The House of Lords accepted their claim under the first head and allowed compensation equal to
the market price of the dredger comparable to Liesbosch. As regards the second head of claim,
the compensation allowed was for loss suffered in carrying out the contract with the third party
from the date of the sinking of Liesbosch to the date when another dredger could reasonably
have been put to work. Thus, the claim after the time when a new dredger could have been
reasonably purchased and put to work was rejected. The reason why a new dredger could not be
purchased by the plaintiffs was their poverty and the House considered the additional loss being
due to the extraneous cause of poverty and as such too remote.

THE WAGON MOUND CASE 

In this case, the appellants’ vessel was taking oil in Sydney Harbor at the Caltex wharf. Through
the carelessness of their servants, a large quantity of oil was allowed to spill into the harbor. The
escaped oil was carried by wind and tide beneath a wharf owned by the respondents, who were
ship-builders and ship-repairers. They were refitting a vessel and for that purpose, their
employees were using welding equipment. The distance between respondent’s wharf and the
Caltex wharf was 600 feet.
When the respondents’ manager became aware of the conditions in the vicinity of the wharf, he
instructed the workmen that no welding or burning operations were to be carried on until further
orders. He enquired from the manager of Caltex Co. whether they could safely carry on the
welding operations and the result of the inquiry, coupled with his own belief as to inflammability
of the furnace oil on water in the open led him to think that he could safely carry on the
operations. He gave instructions accordingly but directed that all safety precautions should be
taken to prevent inflammable material falling into the oil. On the third day, there was an outbreak
of fire. The exact cause of the fire is unknown, but the most probable explanation which the
Court accepted was that underneath the wharf was floating a piece of debris with some
smoldering cotton waste or rag on it. It was set on fire by the molten metal falling from the
wharf. Thus, floating oil was set a fire and the wharf was severely damaged.

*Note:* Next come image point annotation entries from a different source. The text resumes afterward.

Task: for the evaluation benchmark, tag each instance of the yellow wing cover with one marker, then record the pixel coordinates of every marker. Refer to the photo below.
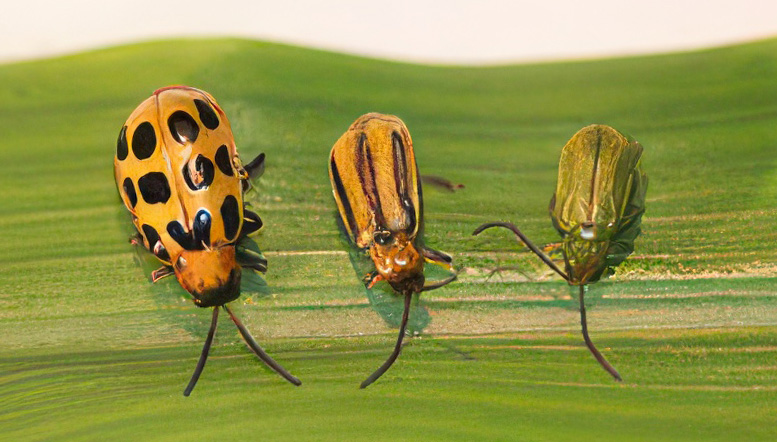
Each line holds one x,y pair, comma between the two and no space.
601,181
178,172
375,179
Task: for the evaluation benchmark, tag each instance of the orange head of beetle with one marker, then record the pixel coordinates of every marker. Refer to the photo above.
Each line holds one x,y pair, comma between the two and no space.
212,276
397,261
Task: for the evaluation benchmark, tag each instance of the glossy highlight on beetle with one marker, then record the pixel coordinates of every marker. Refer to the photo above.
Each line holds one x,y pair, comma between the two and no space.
179,174
597,209
377,189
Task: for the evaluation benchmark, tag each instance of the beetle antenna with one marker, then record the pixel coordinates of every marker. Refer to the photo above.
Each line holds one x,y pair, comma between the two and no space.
526,241
606,365
258,350
204,355
397,348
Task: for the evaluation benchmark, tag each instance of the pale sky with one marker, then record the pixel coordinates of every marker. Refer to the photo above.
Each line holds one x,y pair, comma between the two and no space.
452,31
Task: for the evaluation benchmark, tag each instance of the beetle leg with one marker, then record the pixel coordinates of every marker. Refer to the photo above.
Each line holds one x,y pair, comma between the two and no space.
255,168
204,355
438,284
526,241
591,347
136,240
437,257
397,348
259,351
161,272
251,223
372,278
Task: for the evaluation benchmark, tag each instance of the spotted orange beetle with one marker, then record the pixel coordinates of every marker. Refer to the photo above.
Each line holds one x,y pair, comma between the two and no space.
179,174
377,189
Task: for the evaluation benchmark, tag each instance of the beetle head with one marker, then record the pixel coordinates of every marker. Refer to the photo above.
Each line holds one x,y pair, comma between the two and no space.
398,261
212,276
585,251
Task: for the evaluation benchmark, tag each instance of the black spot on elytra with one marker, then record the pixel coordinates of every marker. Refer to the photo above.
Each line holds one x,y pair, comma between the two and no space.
154,187
183,127
186,240
154,243
121,145
202,175
144,140
231,216
207,115
223,161
129,190
201,227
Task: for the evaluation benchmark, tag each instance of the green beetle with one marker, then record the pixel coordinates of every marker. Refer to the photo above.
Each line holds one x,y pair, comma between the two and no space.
597,209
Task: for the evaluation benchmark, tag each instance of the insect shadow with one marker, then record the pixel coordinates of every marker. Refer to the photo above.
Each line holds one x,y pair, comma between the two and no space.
597,209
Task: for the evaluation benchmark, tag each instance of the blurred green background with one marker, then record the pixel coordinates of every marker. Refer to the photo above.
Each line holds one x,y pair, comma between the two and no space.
91,350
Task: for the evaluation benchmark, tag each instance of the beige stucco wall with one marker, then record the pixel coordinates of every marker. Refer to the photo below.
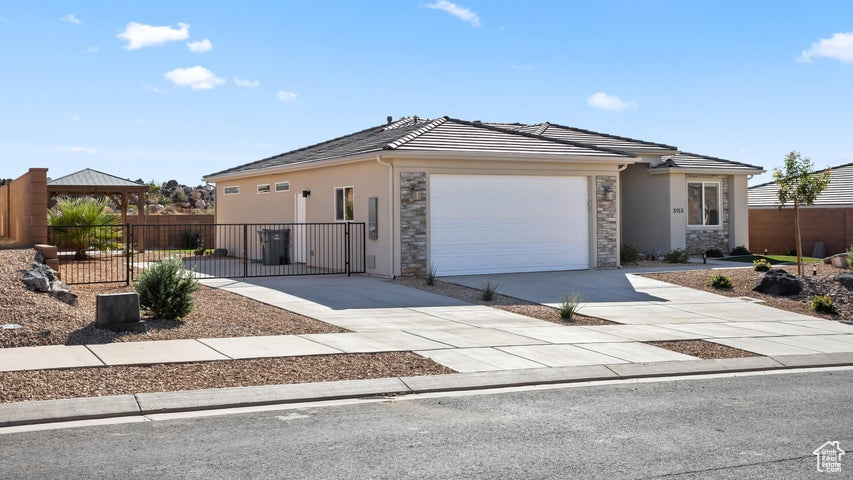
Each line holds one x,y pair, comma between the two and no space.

The trial as well as the Supreme Court followed the Polemis rule and held the defendant liable,
with the reason that any reasonable man could form the chain of events deduce that the
negligence of the defendant was the direct cause for the fire.
However, the Privy council ruled in favor of the Overseas Tankship Ltd. holding that the Re
Polemis was no longer valid law. Since a reasonable man could not foresee the damage caused,
the appellants were held not liable, even though the negligence of the servants was the direct
cause of the injury.
The test of reasonable foresight has been applied to many other cases thereafter.

Hughes v. Lord Advocate


In this case, the post office employees opened a manhole for the purpose of maintaining
underground telephone equipment. The manhole was covered with a tent. One evening it was left
surrounded by paraffin lamps but otherwise unguarded. A child of eight years entered the tent
and started playing with one of the lamps. The lamp fell into the manhole and caused a violent
explosion resulting in the fall of the boy in the hole and severe burns thereof.
It was held that since the kind of damage was foreseeable although the extent was not, the
defendants were liable.
Doughty v. Turner Manufacturing Co. Ltd.
The plaintiff was employed by the defendants. Some other workmen of the defendants let an
asbestos cement cover slip into a cauldron of hot molten liquid. It resulted in an explosion and
the liquid thereby erupted, causing injuries to the plaintiff. The cover has been purchased from a
very reputed manufacturer and nobody could foresee that any serious consequences could follow
by the falling of the cover into the cauldron.
Held, that the damage resulting from the explosion was not of the kind as could have been
foreseen, and, therefore, the defendants were not liable.
CONCLUSION

The test of reasonable foresight seems to be well established and widely accepted by now to
determine the question of the remoteness of damage, the facts of the case and the evidence
present shall always be the priority determining factors for the fate of any case.